We find, however, a defendant generally has no duty to warn of a danger in order to avoid imputation of negligence where no danger is reasonably to be anticipated. Watkins v. Beicker, 579 S.W.2d 519, 522 (Tex.Civ.App. 1979). Welch's contentions regarding abolition of the "no duty" concepts by Parker are of limited value in this case. Whatever might be its impact outside of premises cases, see, e. g., Clayton v. United States, 457 F. Supp. 173, 175 (N.D. Tex. 1978); New Terminal Warehouse Corp. v. Wilson, 589 S.W.2d 465, 469 (Tex.Civ.App. 1979), it deals with the slippery concept of no-duty in open and obvious situations obviously not involved here.
Texas permits vicarious liability suits against general contractors (or the party for whom the independent contractor is performing the work) under the doctrine of inherently dangerous activity. Texas recognizes no affirmative duty running to employees of independent contractors performing work in cases where the independent contractor is in possession and control of the manner in which the work is to be performed and the general contractor (or owner) has not prescribed, by designs, specifications, or otherwise the manner in which the work is to be accomplished. Alexander v. United States, 605 F.2d 828, 835 (5th Cir. 1979). Where the manner in which a structure is assembled is committed to the expertise of the independent contractor, "Texas courts have long recognized that during construction the contractor, rather than the designer, is responsible for the structural stability for the structure, even where the instability arises out of a flaw in the designated plans." Cady v. E.I. DuPont de Nemours Co., 437 F. Supp. 1030, 1033 (S.D.Tex. 1977), aff'd, 618 F.2d 782 (5th Cir. 1980) ( citing Lonergan v. San Antonio Loan Trust Co., 101 Tex. 63, 104 S.W. 1061 (1907)).

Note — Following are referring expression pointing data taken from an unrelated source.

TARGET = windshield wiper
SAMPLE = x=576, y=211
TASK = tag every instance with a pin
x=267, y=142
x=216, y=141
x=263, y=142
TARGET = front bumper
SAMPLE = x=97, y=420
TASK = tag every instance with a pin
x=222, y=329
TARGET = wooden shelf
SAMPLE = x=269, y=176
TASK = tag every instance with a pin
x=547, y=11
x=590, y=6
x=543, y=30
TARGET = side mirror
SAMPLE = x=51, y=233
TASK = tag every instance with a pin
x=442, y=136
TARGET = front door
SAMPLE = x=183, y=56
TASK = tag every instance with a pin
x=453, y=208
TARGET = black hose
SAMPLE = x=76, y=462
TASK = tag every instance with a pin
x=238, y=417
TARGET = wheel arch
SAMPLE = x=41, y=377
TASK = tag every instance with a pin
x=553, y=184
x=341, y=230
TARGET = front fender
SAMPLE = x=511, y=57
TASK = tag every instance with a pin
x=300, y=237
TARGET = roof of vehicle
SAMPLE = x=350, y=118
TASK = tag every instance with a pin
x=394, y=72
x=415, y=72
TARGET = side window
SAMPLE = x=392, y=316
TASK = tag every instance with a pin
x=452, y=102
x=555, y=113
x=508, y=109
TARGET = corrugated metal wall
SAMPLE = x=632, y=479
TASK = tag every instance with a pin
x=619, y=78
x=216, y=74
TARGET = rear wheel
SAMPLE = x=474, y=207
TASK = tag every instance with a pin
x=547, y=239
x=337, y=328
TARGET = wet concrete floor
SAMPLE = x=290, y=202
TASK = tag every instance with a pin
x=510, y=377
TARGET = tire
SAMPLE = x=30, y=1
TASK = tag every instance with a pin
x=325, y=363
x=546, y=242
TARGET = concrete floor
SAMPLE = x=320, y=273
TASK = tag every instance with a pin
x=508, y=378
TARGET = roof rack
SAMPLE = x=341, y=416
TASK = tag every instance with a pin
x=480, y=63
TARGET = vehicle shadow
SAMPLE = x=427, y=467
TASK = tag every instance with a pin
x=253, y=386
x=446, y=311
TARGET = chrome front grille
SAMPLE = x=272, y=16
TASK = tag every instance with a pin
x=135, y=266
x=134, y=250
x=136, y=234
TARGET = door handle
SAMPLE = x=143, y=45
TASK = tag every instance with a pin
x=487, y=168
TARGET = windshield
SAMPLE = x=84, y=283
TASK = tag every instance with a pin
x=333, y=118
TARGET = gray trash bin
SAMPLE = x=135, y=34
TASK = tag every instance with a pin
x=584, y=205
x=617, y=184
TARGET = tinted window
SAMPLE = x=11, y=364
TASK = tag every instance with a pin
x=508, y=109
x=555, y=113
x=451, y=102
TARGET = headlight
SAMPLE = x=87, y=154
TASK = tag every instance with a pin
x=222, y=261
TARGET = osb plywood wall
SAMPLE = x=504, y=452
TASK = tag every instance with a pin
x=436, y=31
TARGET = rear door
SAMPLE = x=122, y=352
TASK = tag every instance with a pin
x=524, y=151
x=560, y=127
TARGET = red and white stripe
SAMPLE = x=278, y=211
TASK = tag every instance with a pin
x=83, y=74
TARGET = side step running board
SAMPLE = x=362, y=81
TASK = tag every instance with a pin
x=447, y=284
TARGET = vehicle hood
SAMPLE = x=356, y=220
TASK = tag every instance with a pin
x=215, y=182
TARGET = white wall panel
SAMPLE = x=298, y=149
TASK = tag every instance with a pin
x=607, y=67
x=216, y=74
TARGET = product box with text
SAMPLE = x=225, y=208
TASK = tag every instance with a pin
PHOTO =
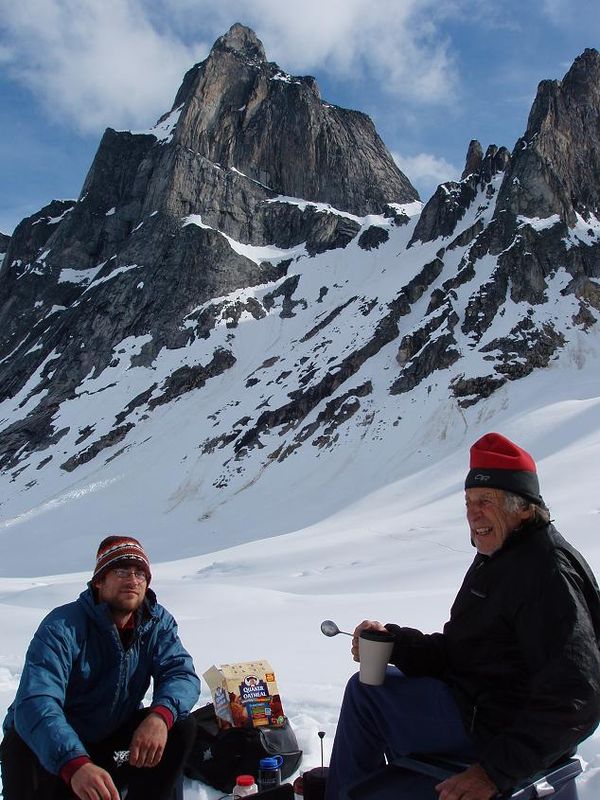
x=245, y=695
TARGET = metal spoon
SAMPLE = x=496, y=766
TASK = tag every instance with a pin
x=329, y=628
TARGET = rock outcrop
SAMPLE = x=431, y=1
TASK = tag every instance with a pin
x=258, y=259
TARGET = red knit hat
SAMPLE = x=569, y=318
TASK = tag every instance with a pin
x=116, y=549
x=498, y=463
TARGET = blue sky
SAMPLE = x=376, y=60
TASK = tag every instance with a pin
x=433, y=74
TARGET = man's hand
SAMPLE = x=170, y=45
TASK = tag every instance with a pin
x=91, y=782
x=472, y=784
x=148, y=742
x=366, y=624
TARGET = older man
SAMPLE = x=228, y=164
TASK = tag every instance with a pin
x=513, y=682
x=86, y=673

The record amply supports application of these standards to this case. Welch was injured while employed by Fabsteel and working in its Waskom plant. Heat Research's only connection with Welch's injuries is that Welch was fabricating a product for Heat Research which would meet the plans and specifications prescribed by Heat Research. No control was exercised or retained by Heat Research over the fabrication process or in the operational methods Fabsteel chose or might choose to follow in manufacturing the radiant floor panels. The exact steps and order in which the radiant floor panels were fabricated was solely under the control of and determined by Fabsteel. The fabrication process was conducted only by Fabsteel employees.
Additionally, the evidence established Welch's injuries occurred not only due to methods adopted by Fabsteel, but also Fabsteel's failure to heed Heat Research's specifications. The plans supplied by Heat Research specified the panels were to be secured by use of one-half inch heavy hex bolts. In fabricating the floor panels, however, Fabsteel utilized standard one-half inch nuts and bolts.
The Court correctly ruled as a matter of law no duty owed Welch was breached and properly directed the verdict in favor of Heat Research.